Online sales broke the $1 billion mark for the first time on Cyber Monday 2010, which was up 16% from Cyber Monday 2009, ComScore says.

Channel surfing

Most people don't solely shop online or only shop in a store, Reardon says. They pick and choose the channels based on what fits in their lives.

Her goal: to let shoppers know that Macy's can meet their holiday needs, whether it's in physical stores, at Macys.com, on a Macy's app or another Macy's-branded avenue.

"All I care about is that they (consumers) are engaging with the Macy's brand — whether they choose to do that online, on the desktop or on their mobile device while walking the store," she says.

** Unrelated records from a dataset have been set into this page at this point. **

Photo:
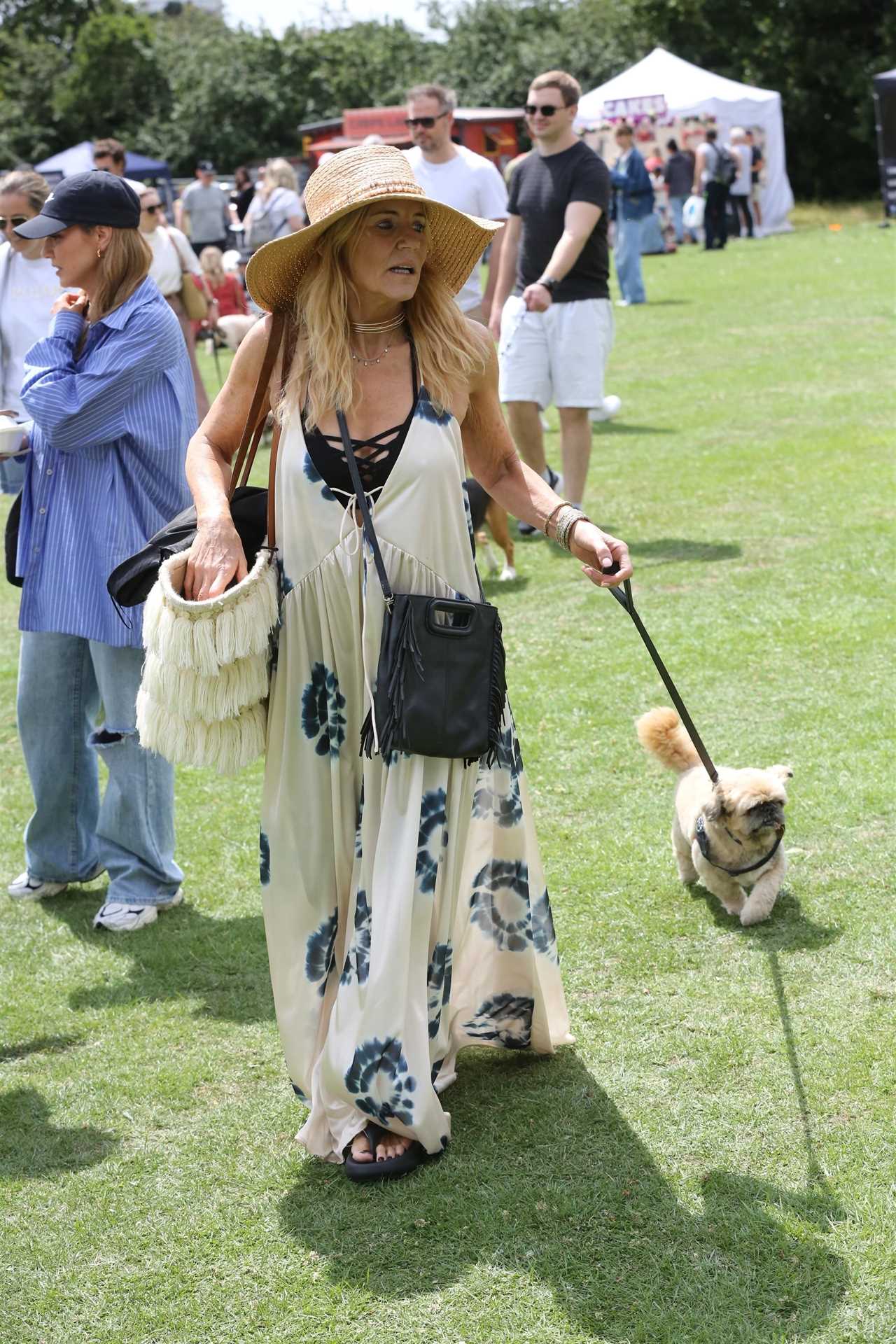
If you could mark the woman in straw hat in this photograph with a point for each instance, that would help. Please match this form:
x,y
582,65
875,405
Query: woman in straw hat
x,y
405,904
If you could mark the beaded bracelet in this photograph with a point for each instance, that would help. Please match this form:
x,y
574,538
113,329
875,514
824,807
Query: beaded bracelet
x,y
550,518
568,517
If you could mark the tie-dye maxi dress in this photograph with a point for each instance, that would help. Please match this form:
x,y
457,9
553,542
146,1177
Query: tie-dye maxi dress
x,y
405,904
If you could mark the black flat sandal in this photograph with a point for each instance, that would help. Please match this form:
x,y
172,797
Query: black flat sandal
x,y
391,1167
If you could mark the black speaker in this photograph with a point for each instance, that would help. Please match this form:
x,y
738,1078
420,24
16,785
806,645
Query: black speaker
x,y
886,122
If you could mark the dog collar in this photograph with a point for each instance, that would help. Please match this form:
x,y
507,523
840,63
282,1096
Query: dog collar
x,y
703,840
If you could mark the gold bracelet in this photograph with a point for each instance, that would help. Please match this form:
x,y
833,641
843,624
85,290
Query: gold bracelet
x,y
550,519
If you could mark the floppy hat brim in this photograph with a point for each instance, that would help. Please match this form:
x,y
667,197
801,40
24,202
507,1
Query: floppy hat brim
x,y
457,241
42,226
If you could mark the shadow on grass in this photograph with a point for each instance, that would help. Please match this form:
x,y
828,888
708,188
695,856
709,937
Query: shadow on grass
x,y
615,428
31,1145
223,962
495,587
547,1180
788,929
38,1046
673,550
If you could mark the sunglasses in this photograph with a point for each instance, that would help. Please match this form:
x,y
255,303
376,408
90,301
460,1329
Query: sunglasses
x,y
425,122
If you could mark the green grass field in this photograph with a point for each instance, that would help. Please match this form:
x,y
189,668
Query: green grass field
x,y
713,1163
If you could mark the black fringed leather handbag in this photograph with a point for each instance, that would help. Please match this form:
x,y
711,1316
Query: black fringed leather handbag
x,y
441,679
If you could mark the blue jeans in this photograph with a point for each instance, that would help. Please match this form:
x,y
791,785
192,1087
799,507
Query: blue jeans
x,y
628,257
64,679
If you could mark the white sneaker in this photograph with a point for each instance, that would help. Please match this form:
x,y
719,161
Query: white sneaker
x,y
121,918
609,410
33,889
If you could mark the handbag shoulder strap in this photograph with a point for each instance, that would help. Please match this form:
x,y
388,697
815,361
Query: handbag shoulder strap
x,y
258,409
365,512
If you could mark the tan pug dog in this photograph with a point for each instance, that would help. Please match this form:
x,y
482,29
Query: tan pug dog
x,y
724,835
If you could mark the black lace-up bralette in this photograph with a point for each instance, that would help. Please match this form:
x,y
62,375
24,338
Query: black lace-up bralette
x,y
375,456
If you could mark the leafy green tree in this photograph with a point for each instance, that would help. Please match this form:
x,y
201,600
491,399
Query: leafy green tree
x,y
88,101
365,65
496,48
36,41
820,58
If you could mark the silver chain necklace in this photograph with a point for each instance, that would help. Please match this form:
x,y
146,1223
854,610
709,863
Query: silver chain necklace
x,y
360,359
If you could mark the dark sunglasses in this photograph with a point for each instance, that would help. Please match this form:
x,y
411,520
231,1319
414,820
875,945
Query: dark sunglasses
x,y
425,122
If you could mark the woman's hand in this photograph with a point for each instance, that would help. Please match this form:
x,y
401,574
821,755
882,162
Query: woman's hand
x,y
214,559
76,302
598,553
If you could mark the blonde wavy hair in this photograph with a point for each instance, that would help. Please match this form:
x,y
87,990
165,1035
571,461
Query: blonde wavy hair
x,y
125,264
450,350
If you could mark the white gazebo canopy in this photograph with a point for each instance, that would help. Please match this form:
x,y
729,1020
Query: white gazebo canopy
x,y
691,92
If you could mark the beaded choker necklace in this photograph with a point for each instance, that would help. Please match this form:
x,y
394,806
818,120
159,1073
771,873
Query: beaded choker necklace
x,y
378,328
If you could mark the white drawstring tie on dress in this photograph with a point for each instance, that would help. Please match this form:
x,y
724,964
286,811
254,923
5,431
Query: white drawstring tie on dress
x,y
352,543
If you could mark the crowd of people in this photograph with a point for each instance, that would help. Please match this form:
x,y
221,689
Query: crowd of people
x,y
370,866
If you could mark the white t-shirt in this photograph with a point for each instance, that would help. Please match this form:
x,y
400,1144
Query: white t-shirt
x,y
168,260
29,289
277,210
469,183
743,182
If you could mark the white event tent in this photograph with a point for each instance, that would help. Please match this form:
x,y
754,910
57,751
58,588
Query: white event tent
x,y
691,92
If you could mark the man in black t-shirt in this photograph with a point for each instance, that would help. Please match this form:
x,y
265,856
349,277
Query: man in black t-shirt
x,y
551,309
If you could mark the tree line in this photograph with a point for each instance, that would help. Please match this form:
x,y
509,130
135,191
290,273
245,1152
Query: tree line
x,y
183,85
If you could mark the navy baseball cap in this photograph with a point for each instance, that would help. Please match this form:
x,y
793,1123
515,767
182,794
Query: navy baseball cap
x,y
86,198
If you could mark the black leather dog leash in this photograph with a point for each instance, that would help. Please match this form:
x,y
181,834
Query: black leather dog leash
x,y
626,603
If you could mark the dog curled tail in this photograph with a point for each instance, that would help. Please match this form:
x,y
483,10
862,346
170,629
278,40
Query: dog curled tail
x,y
662,733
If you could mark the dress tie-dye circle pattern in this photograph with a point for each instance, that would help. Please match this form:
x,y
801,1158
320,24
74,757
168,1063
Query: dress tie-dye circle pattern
x,y
406,910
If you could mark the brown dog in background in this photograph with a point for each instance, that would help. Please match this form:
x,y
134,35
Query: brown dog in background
x,y
726,828
485,510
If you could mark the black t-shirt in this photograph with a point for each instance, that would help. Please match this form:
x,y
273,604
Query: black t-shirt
x,y
542,187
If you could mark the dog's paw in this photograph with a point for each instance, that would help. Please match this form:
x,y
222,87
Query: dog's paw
x,y
754,914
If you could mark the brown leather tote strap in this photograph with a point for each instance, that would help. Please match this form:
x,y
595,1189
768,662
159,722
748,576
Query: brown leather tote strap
x,y
272,477
258,410
289,350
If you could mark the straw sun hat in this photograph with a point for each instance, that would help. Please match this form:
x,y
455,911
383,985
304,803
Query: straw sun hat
x,y
351,181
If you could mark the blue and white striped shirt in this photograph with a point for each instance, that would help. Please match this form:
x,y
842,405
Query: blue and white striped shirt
x,y
106,463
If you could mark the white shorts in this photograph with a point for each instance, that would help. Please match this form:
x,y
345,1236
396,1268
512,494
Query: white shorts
x,y
556,356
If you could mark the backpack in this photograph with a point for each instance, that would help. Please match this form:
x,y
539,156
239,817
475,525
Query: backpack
x,y
267,222
726,169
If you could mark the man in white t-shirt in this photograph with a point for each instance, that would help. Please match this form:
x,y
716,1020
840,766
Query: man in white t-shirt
x,y
109,156
204,210
456,176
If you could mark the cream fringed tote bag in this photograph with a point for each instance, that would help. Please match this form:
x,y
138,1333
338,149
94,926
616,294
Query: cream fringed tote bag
x,y
203,696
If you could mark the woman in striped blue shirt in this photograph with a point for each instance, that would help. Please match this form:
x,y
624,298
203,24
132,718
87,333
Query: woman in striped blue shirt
x,y
112,398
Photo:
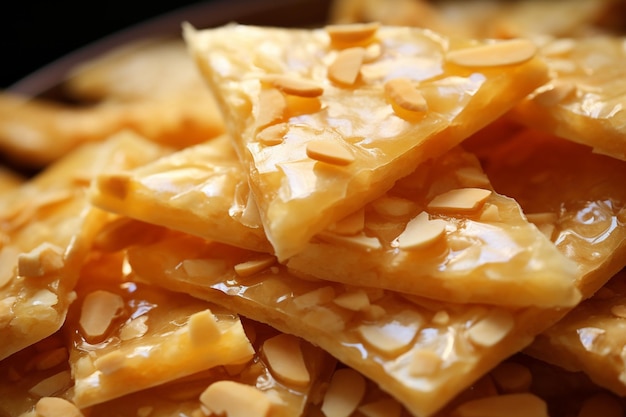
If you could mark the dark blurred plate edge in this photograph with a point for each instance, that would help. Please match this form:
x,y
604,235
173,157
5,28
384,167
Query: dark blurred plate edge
x,y
285,13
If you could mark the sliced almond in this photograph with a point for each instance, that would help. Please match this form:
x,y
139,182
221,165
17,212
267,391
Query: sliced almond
x,y
272,107
509,405
346,67
491,329
272,135
42,260
234,399
344,394
511,377
403,93
356,33
254,266
330,152
203,328
295,86
504,52
285,359
460,200
424,363
419,232
98,311
349,225
56,407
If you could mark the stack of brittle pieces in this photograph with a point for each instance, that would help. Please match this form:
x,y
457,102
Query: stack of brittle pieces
x,y
376,217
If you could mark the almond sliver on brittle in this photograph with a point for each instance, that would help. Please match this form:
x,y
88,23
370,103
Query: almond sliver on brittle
x,y
421,351
47,227
325,120
487,253
584,100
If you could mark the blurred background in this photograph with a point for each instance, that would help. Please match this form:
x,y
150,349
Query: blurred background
x,y
36,33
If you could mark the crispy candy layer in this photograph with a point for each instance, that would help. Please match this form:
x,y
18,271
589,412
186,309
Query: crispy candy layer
x,y
480,248
584,100
371,135
420,351
47,227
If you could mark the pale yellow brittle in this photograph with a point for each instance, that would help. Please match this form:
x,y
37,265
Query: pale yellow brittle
x,y
591,338
584,100
421,351
574,195
370,138
488,253
47,225
126,337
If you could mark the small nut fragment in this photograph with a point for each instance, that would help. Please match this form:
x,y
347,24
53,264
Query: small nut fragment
x,y
403,93
344,394
394,336
8,260
295,86
512,377
111,362
52,385
509,405
99,309
272,135
353,300
285,359
42,260
272,107
330,152
352,33
492,328
349,225
203,328
619,310
234,399
346,67
56,407
385,407
505,52
424,363
555,93
114,184
460,200
419,232
254,266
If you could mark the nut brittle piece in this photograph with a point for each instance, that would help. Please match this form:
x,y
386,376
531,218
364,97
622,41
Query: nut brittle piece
x,y
584,100
199,190
440,232
47,227
591,337
574,195
370,135
421,351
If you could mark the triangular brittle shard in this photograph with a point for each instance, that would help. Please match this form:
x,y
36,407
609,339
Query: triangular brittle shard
x,y
414,239
327,119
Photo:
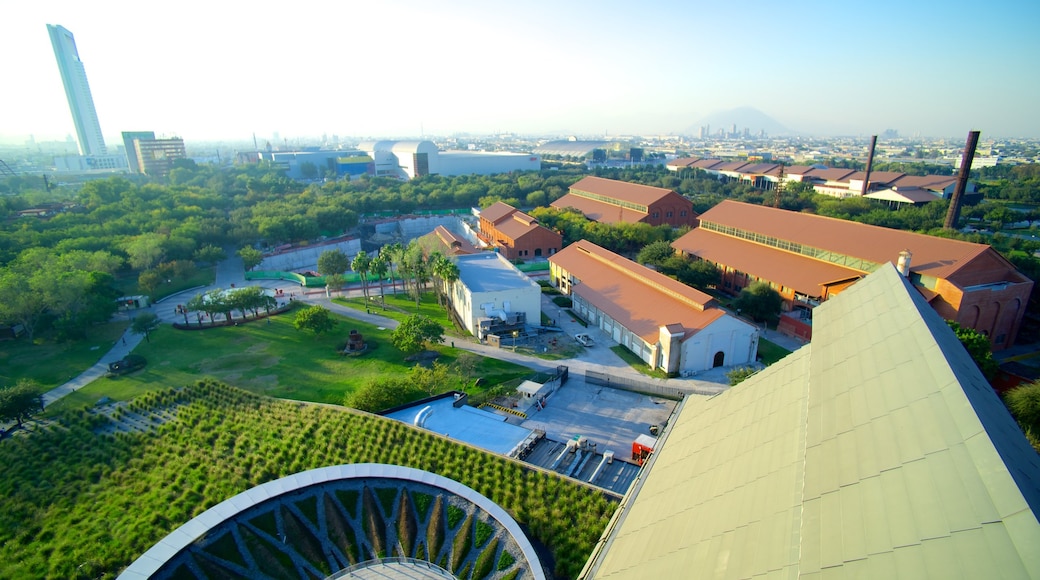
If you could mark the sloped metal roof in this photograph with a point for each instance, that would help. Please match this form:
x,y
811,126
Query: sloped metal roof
x,y
876,451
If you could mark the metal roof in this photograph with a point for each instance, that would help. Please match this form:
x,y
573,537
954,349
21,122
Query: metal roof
x,y
877,451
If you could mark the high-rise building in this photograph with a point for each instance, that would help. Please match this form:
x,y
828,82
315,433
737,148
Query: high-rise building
x,y
155,157
131,150
77,90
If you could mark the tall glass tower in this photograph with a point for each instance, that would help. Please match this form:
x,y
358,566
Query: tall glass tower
x,y
78,93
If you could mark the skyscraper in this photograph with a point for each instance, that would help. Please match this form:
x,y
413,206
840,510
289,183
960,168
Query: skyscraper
x,y
77,90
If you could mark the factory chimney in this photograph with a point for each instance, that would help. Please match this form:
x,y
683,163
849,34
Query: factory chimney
x,y
954,213
869,165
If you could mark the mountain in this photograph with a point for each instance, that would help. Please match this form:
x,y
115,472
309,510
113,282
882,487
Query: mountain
x,y
749,117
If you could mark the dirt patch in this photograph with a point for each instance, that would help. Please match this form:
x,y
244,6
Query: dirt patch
x,y
424,359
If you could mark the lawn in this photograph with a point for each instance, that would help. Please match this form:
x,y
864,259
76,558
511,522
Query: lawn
x,y
276,360
400,307
82,504
51,363
770,351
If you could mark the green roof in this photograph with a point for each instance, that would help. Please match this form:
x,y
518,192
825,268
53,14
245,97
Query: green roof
x,y
878,450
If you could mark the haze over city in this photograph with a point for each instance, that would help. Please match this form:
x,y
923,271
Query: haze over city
x,y
226,71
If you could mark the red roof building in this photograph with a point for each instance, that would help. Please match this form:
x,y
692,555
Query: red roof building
x,y
516,235
809,258
669,324
609,201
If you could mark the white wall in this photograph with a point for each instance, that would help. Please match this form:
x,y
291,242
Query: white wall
x,y
735,338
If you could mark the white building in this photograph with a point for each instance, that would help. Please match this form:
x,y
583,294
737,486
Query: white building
x,y
491,293
412,159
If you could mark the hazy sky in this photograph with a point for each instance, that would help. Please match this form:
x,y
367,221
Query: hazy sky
x,y
228,70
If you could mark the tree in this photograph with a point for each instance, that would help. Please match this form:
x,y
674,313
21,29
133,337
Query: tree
x,y
655,253
412,335
380,266
759,301
144,323
1023,402
20,401
362,264
317,319
384,393
333,261
210,255
979,348
251,257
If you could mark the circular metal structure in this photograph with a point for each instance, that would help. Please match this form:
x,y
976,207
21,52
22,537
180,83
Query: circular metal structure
x,y
349,519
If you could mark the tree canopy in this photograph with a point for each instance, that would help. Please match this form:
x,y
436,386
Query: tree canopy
x,y
412,335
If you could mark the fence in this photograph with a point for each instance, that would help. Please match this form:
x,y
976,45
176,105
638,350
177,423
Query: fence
x,y
671,390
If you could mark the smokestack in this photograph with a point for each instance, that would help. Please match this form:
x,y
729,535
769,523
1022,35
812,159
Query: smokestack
x,y
954,213
869,165
903,265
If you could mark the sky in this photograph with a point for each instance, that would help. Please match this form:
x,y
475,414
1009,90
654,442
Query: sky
x,y
228,70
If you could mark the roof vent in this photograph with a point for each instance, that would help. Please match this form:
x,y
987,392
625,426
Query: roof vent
x,y
903,265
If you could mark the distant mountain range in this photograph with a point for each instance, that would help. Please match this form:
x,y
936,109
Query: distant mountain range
x,y
749,117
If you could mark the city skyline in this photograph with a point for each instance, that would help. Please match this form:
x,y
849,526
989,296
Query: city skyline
x,y
208,72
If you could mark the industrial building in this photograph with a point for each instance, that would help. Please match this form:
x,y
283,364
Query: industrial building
x,y
516,235
877,451
348,163
412,159
609,201
156,157
492,296
809,258
891,186
666,323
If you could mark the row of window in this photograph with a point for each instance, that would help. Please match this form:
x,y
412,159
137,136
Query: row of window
x,y
612,201
824,255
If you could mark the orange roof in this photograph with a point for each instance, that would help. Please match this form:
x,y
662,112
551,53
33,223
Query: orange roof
x,y
632,192
638,297
453,245
497,211
931,256
599,211
802,273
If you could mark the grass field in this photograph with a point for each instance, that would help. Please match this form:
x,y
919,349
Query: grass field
x,y
82,504
51,363
770,351
278,361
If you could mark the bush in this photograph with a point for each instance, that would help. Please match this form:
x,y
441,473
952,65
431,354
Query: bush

Walmart has a similar stance. Its holiday plan is to provide a "seamless experience" for the online, mobile and in-store shopper, spokesman Ravi Jariwala says. With its range of initiatives — which include new tablet apps and giving Walmart.com users sneak peeks of in-store specials — "customers can shop Walmart when, where and how they choose," he says.

Macy's is increasingly giving tablets to clerks to search online inventories through a Macys.com app. Customers can view and order merchandise that may be out-of-stock or not sold at a local Macy's.

On Tuesday, Scott Parent, a Macy's manager in the Burlington, Mass., store showed customer Terri Pecorelli a coffee maker via the tablet app. That same day, Parent used his tablet to pull up details on Macy's Black Friday deals for customer Michelle Mabardy.

Sears and Home Depot are handing out tablets to their staffs, too. Employees at about 450 Sears stores have been equipped with tablets to help bolster customer service. Those employees are able to easily check online product availability and to show videos that demonstrate how certain products work.

Home Depot has distributed 30,000 Motorola mobile computers, with bar-code scanners and cameras, to sales staff in its nearly 2,000 stores. Cara Kinzey, Home Depot's information technology chief, says the devices let clerks check inventory, provide product information, print labels, communicate with other associates, even check out customers with debit or credit cards from anywhere in the store.

"It not only makes us more efficient, but also enables us to take our customer service to the next level," Kinzey says.

Other ways retailers are merging online and offline:

•Providing free Wi-Fi. Retailers including Sears, Macy's and Nordstrom have rolled out free in-store wireless. Through that service, iPad and other digital-device-wielding shoppers can easily check online product reviews and compare prices at other stores.

•Allowing online orders with in-store pickup. Retailers such as Walmart, Sears, Kmart and Toys R Us let shoppers select products online, then pick up the goods at a local store.

•Offering similar online and in-store deals. A shopper doesn't have to feel left out by not getting up at 4 a.m. to hit a local store for specials. Some retailers, such as Toys R Us, are offering the same Black Friday deals both online and in-store. Shoppers can pick whatever shopping method best suits their needs, Chief Marketing Officer Greg Ahearn says.

Savvy strategy for stores

While consumers are clamoring for more digital shopping options, retailers' efforts to merge online and offline worlds are about more than customer satisfaction, retailing experts say. It's more efficient for retailers to limit the inventory they keep in stores, says retail branding and design expert Ken Nisch. Distribution centers allow retailers to ship directly to stores or to online customers. That reduces the need for markdowns at stores where products didn't sell, as well as the cost of shipping products between stores.

"Online is not a default mechanism for the failure of bricks-and-mortar stores to satisfy the customer, but a complement," Nisch says.

It will soon be part of the expected shopping behavior to have receipts e-mailed and to book appointments with retailers online, says Nisch, chairman of retail branding and design company JGA.

Stores also hope to be able to remove a lot of signs in favor of QR codes that can be read with mobile devices and quickly translated into multiple languages, says Nisch.

While digital shopping has many benefits, Macy's Reardon says, "I think the customer loves both experiences — loves to shop online and absolutely loves to come in the store. You want to feel the energy of the holidays."